Monday, 20 August 2012

A Shape-Shifting Place

A walk to a beach through pinewoods - the untroubled home of red squirrel,

Across the inconstant sand-dunes - like trying to walk during an anxious dream,

Jumping the waves and then taking off into the sea-coloured skies.

The huge fish skeleton washed ashore is not quite as she seems.

So long since I last saw you,

I glimpse your shimmering peaks and troughs from under an umbrella.
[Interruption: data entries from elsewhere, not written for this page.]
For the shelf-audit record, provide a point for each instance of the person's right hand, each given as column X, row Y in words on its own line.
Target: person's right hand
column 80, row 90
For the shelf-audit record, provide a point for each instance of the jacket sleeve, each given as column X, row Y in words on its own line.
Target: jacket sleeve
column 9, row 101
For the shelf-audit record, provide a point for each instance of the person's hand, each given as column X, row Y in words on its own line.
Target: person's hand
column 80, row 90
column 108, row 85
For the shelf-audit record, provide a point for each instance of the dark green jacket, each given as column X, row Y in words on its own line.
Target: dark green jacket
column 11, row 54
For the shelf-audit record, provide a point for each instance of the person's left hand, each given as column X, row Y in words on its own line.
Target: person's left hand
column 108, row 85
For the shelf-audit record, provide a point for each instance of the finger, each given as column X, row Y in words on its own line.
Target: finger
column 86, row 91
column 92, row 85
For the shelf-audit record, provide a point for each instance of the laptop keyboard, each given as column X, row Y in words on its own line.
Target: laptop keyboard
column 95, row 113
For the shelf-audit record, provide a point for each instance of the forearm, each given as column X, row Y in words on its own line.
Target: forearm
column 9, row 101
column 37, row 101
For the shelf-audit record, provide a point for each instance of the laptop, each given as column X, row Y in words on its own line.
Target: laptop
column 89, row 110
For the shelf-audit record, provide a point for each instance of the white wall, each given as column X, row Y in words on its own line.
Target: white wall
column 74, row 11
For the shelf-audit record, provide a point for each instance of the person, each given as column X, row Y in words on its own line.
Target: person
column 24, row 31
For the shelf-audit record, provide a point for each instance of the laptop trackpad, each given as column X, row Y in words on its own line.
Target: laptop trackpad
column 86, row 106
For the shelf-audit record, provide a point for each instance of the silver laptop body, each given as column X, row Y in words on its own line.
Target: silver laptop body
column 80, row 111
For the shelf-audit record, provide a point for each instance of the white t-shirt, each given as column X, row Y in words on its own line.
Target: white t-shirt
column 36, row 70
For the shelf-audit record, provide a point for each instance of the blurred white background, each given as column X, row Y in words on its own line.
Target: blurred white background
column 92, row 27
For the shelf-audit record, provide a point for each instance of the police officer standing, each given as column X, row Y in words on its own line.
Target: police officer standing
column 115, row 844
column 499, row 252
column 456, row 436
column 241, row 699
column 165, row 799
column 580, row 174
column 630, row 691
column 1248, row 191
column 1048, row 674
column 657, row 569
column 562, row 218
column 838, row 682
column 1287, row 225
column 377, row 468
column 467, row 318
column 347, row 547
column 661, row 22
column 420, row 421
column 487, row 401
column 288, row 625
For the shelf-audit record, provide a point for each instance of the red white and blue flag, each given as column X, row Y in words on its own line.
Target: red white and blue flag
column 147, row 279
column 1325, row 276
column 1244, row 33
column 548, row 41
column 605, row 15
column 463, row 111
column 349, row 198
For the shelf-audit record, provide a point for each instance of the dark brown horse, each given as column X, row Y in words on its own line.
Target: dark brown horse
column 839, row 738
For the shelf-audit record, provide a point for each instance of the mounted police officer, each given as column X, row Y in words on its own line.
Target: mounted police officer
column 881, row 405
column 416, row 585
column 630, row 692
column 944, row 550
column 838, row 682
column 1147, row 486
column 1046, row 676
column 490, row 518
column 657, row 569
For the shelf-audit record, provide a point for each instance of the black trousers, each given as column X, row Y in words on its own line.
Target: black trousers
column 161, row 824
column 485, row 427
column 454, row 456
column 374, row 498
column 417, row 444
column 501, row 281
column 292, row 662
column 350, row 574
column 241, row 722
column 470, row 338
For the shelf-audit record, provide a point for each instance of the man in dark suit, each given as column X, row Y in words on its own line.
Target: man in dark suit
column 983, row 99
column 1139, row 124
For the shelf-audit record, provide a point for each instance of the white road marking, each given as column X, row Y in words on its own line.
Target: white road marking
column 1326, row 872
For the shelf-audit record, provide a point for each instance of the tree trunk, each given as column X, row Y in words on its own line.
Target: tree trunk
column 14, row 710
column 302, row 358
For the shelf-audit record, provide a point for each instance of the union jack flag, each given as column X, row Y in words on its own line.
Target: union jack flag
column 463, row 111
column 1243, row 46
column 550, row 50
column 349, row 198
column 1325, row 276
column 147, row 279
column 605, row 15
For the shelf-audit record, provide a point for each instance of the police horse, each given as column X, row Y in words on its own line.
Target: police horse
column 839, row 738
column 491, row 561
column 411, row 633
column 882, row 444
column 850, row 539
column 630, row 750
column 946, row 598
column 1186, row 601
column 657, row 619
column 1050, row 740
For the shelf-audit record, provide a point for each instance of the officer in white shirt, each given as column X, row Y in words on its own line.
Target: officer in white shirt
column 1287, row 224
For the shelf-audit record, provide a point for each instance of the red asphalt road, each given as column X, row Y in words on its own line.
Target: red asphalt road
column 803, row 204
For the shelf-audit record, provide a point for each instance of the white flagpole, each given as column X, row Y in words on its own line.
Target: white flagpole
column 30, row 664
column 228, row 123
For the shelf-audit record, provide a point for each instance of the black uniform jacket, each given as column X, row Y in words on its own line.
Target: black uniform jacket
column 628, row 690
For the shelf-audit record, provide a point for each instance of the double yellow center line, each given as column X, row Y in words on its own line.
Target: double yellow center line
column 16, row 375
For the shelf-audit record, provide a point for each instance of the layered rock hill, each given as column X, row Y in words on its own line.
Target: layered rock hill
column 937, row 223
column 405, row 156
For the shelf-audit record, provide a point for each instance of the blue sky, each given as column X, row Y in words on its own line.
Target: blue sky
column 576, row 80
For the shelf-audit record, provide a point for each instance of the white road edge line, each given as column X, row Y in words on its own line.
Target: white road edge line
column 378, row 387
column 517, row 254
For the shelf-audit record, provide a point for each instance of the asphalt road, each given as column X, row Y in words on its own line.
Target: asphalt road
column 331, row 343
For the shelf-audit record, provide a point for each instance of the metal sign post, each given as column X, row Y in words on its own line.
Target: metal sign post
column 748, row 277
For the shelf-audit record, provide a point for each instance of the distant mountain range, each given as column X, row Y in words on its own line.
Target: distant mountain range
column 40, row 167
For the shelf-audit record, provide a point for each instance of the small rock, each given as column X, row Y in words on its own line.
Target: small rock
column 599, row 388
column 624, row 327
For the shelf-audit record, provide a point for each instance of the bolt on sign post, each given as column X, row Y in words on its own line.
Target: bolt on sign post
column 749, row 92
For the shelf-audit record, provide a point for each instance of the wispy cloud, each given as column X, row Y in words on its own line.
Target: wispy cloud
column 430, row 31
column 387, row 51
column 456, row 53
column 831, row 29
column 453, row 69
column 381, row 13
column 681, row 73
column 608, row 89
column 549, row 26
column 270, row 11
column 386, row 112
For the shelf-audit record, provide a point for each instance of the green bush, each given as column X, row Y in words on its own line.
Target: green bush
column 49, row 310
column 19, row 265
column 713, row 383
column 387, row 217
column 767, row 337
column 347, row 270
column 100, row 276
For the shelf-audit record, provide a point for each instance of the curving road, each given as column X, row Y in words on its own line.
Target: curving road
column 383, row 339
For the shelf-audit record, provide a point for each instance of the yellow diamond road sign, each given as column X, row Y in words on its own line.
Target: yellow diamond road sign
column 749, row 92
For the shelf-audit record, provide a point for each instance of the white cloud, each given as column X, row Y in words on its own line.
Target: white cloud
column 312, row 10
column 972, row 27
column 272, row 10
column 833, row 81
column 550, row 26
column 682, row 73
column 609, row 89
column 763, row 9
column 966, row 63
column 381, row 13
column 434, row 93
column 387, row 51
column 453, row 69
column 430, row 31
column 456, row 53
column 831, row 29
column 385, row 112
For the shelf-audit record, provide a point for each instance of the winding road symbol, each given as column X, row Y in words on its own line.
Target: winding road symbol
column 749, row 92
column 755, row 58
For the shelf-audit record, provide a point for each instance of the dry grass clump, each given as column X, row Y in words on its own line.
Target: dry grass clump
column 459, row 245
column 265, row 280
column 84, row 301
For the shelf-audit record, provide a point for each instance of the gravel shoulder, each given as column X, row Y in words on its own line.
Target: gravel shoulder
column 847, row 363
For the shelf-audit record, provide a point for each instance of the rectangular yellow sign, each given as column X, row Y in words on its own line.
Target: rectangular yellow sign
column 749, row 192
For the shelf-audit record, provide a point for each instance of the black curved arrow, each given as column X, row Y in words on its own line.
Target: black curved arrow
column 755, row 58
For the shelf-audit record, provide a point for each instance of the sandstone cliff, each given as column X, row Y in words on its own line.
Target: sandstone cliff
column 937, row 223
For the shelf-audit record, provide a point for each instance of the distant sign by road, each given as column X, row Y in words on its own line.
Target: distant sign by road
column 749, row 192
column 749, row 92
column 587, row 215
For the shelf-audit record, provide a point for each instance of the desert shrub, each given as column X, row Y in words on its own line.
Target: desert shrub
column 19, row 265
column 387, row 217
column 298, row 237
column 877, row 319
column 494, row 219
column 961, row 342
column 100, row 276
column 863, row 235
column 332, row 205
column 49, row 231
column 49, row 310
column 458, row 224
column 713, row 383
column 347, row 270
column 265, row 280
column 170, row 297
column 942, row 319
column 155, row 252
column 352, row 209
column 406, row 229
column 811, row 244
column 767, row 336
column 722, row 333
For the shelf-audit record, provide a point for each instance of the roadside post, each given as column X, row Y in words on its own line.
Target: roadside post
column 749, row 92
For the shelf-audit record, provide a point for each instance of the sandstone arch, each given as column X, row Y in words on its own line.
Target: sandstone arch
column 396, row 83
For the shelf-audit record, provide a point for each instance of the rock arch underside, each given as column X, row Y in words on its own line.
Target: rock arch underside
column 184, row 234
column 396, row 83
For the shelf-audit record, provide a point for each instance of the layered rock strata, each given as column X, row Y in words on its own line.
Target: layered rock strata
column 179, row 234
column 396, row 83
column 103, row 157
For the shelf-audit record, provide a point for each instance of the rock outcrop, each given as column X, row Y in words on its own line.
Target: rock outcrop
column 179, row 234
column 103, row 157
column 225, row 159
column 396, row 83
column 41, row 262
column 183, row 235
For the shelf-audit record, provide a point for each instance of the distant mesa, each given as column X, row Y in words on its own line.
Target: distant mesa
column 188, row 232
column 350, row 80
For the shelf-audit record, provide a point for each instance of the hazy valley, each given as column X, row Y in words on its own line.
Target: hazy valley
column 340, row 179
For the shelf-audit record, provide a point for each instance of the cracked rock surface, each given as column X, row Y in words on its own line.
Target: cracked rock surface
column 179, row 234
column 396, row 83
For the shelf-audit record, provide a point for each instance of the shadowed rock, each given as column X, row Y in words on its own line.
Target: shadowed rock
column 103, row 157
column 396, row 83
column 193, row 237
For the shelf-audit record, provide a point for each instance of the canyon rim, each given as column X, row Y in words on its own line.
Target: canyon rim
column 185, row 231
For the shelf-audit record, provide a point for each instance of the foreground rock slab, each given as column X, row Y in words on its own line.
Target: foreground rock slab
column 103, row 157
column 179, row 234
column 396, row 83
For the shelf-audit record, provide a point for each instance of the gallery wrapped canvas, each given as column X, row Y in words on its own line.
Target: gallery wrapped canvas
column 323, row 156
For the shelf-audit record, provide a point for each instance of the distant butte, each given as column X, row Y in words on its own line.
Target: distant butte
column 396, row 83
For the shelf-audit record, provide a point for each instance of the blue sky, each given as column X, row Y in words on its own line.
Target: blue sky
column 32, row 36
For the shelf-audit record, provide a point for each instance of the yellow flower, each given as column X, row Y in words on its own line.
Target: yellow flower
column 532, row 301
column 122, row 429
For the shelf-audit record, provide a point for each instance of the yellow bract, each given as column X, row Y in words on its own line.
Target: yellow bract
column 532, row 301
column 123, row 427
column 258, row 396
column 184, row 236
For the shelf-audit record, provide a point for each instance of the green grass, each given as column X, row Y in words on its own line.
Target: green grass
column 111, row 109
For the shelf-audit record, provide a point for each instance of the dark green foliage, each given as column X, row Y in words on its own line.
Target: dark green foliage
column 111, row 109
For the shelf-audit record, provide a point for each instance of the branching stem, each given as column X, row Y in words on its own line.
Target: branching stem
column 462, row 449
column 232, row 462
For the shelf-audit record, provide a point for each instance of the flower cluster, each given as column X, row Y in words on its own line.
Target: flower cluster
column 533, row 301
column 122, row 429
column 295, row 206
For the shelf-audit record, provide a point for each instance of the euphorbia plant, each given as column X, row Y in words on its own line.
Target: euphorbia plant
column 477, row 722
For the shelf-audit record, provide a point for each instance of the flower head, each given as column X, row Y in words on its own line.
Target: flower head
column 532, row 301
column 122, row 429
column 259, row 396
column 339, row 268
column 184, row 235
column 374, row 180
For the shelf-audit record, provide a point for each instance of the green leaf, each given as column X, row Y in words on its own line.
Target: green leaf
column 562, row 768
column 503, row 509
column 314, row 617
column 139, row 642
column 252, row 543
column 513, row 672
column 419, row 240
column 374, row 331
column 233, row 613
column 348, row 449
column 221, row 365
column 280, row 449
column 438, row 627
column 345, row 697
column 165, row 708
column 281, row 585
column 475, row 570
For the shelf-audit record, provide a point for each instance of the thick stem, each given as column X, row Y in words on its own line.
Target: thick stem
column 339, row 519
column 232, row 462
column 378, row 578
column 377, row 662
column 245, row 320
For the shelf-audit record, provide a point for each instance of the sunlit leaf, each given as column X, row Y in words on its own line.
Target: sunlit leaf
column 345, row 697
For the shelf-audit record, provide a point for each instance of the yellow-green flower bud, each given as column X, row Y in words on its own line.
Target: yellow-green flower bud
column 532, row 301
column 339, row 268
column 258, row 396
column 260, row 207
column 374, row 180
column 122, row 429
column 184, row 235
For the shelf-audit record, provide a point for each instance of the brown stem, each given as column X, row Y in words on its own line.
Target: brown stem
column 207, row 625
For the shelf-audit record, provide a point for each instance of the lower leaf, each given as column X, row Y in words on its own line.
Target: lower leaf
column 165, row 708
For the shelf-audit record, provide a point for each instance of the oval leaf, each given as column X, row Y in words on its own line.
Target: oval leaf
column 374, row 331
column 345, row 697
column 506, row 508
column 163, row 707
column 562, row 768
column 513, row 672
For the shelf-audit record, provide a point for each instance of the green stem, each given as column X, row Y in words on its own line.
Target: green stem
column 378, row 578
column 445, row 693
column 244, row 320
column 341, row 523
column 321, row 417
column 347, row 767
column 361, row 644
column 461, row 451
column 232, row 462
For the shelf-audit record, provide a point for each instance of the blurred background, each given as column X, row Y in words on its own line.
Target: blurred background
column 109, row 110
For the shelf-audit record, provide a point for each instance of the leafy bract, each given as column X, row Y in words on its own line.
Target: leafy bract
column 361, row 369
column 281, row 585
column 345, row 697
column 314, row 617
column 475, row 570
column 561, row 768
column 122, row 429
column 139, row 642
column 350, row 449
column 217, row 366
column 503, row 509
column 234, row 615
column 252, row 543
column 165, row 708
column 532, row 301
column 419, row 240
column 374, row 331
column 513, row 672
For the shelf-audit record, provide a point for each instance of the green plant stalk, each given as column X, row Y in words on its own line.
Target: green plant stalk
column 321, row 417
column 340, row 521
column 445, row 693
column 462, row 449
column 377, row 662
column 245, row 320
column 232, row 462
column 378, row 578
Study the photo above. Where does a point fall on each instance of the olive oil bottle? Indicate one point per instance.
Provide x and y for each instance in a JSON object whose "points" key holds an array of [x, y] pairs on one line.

Back through the dampened forest,

One last look.
It is wonderful to read a book so vivid and beautiful that you feel you have actually left the armchair and then reappeared only once the final sentence is read. Then you look around yourself and wonder what is next. 'Strands: A Year of Discoveries on the Beach' by the poet Jean Sprackland was just such a book for me. After four years too far from the emptiness of a coastline, hemmed in by London suburb after suburb, this book took me far away and walked with me hand-in-hand along the Sefton Coast. I was a beachcomber again, finding curious alien creatures washed ashore; ship-wrecks hundreds of years old that rise up from their sandy graves only to disappear for another hundred years and five thousand year old footprints of humans and their ancient forest-dwelling prey - glimpsed for the very first time and then covered again for eternity by the shifting black pre-historic muds.

Today a train, not a book, took us to the very same coastline and I walked through the pages with sandy feet.